Willa Mae said, “I swanee, Jack, Maggie Sweet doesn’t seem the least bit excited over making a nurse.”

Daddy said, “Well darlin’, that’s kindly my fault. You see, I was real tired that day. I meant to mark the beauty school box on the application form, but I accidentally marked the nursing school box instead. By the time I saw
the mistake, it was too late to get my money back. But I didn’t think she’d mind, her mama being a nurse and all.”

I froze. I couldn’t believe what I was hearing.

Before I could move Willa Mae said, “Why, Jack Sweet, if that don’t beat everything! You mean that child’s been a’squallin’ all summer ’cause she doesn’t want to go to nurse’s school?”

Before I could duck back in my room, I heard chair legs scrape linoleum and Willa Mae met me in the hall. “Maggie Sweet, I think we need to have us a woman to woman talk. Your daddy just told me you don’t want to be a nurse a’tall.”

I stood there paralyzed. This was important, but I didn’t know what to do, what to say. Then I started bawling, “Oh, Willa Mae, all I ever wanted was to go to beauty school. Now that Jerry’s gone, doing hair’s my whole life.”

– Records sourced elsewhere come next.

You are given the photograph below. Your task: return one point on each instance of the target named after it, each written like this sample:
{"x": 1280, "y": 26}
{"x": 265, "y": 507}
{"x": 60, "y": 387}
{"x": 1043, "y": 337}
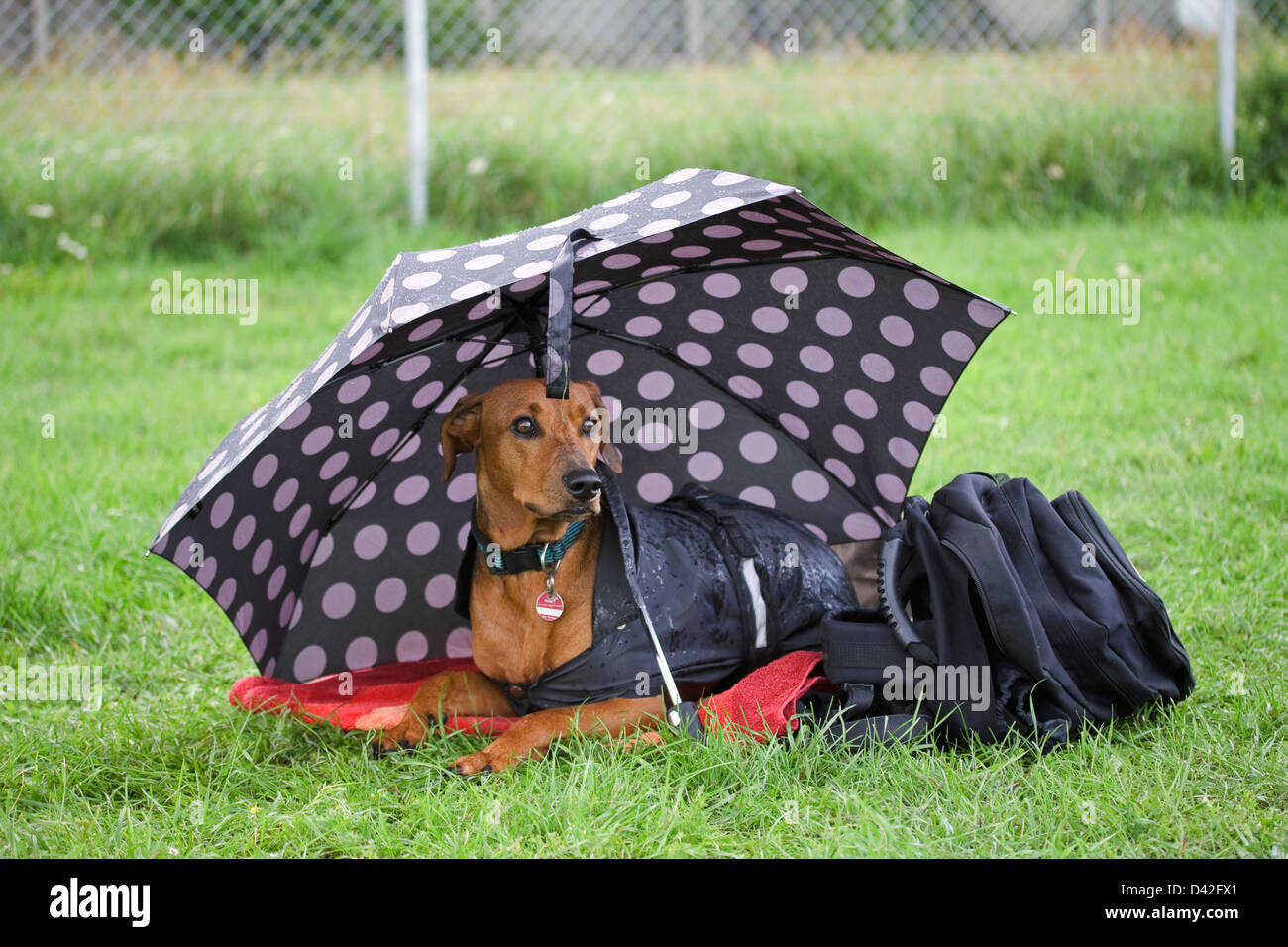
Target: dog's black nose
{"x": 584, "y": 483}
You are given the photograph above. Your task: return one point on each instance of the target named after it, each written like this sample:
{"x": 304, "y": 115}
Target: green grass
{"x": 1138, "y": 418}
{"x": 188, "y": 161}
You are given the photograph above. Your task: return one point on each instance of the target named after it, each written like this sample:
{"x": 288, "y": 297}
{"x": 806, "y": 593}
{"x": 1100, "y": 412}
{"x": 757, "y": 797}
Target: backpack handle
{"x": 892, "y": 558}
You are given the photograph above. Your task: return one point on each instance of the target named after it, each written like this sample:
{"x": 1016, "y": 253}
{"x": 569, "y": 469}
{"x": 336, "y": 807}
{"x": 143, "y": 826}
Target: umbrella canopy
{"x": 742, "y": 338}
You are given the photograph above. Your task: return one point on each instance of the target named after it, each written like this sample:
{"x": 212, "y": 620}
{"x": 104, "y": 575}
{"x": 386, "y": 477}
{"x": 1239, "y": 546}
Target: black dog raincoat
{"x": 729, "y": 586}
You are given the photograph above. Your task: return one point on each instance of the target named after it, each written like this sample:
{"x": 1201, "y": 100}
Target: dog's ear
{"x": 608, "y": 451}
{"x": 460, "y": 431}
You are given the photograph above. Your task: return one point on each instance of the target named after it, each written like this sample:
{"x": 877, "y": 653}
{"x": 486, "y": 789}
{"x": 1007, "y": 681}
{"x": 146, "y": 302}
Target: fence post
{"x": 416, "y": 54}
{"x": 39, "y": 31}
{"x": 1227, "y": 69}
{"x": 695, "y": 31}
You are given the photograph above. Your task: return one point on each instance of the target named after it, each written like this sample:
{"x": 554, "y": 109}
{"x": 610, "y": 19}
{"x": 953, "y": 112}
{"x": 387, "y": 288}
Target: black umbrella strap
{"x": 559, "y": 315}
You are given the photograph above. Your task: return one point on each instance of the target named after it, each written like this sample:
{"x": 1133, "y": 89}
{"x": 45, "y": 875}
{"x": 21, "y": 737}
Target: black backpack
{"x": 1025, "y": 616}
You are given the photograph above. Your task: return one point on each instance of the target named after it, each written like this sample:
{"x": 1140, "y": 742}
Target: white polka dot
{"x": 653, "y": 487}
{"x": 608, "y": 222}
{"x": 484, "y": 262}
{"x": 810, "y": 486}
{"x": 421, "y": 281}
{"x": 471, "y": 289}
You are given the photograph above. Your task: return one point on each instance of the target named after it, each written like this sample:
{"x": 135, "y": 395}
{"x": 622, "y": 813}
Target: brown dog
{"x": 536, "y": 475}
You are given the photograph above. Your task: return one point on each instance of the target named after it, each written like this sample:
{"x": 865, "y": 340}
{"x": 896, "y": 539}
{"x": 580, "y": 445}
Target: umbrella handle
{"x": 890, "y": 560}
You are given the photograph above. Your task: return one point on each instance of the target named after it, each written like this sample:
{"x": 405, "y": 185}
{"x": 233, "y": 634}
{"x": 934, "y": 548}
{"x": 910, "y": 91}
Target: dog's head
{"x": 535, "y": 450}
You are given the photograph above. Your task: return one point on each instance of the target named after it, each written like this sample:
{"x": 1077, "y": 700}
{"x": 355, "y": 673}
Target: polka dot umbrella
{"x": 742, "y": 338}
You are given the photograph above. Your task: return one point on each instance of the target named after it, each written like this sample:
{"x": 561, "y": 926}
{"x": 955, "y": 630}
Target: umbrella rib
{"x": 420, "y": 421}
{"x": 772, "y": 421}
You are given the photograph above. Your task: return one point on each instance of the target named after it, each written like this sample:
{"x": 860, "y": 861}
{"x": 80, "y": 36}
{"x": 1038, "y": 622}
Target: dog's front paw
{"x": 410, "y": 732}
{"x": 493, "y": 758}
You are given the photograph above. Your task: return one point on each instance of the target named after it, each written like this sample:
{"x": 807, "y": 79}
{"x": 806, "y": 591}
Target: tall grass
{"x": 184, "y": 161}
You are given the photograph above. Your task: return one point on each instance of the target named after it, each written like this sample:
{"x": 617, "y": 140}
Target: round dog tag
{"x": 549, "y": 605}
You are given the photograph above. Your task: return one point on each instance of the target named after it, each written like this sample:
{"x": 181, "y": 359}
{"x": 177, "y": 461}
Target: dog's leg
{"x": 531, "y": 735}
{"x": 447, "y": 693}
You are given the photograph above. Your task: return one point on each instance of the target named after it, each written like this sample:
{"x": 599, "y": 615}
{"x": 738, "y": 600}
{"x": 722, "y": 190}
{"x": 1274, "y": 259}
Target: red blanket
{"x": 760, "y": 705}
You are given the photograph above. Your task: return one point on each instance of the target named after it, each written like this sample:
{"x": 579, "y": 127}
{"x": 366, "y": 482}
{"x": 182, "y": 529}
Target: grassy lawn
{"x": 1140, "y": 418}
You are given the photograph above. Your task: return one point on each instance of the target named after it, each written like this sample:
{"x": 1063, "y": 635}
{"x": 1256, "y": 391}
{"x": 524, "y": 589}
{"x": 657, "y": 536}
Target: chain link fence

“Well, Lord have mercy, child,” she said, patting my arm. “I can’t do nothing about that boy, but I swanee…your daddy thinking nursing school and beauty school are all the same…sometimes, I swear, that man just don’t think.”

A minute later, Willa Mae stomped out of the house. The next thing I heard was gravel flying, and the old pickup peeling down the driveway.

An hour later she was back. “It’s all fixed, Maggie Sweet. You start beauty school Monday morning.”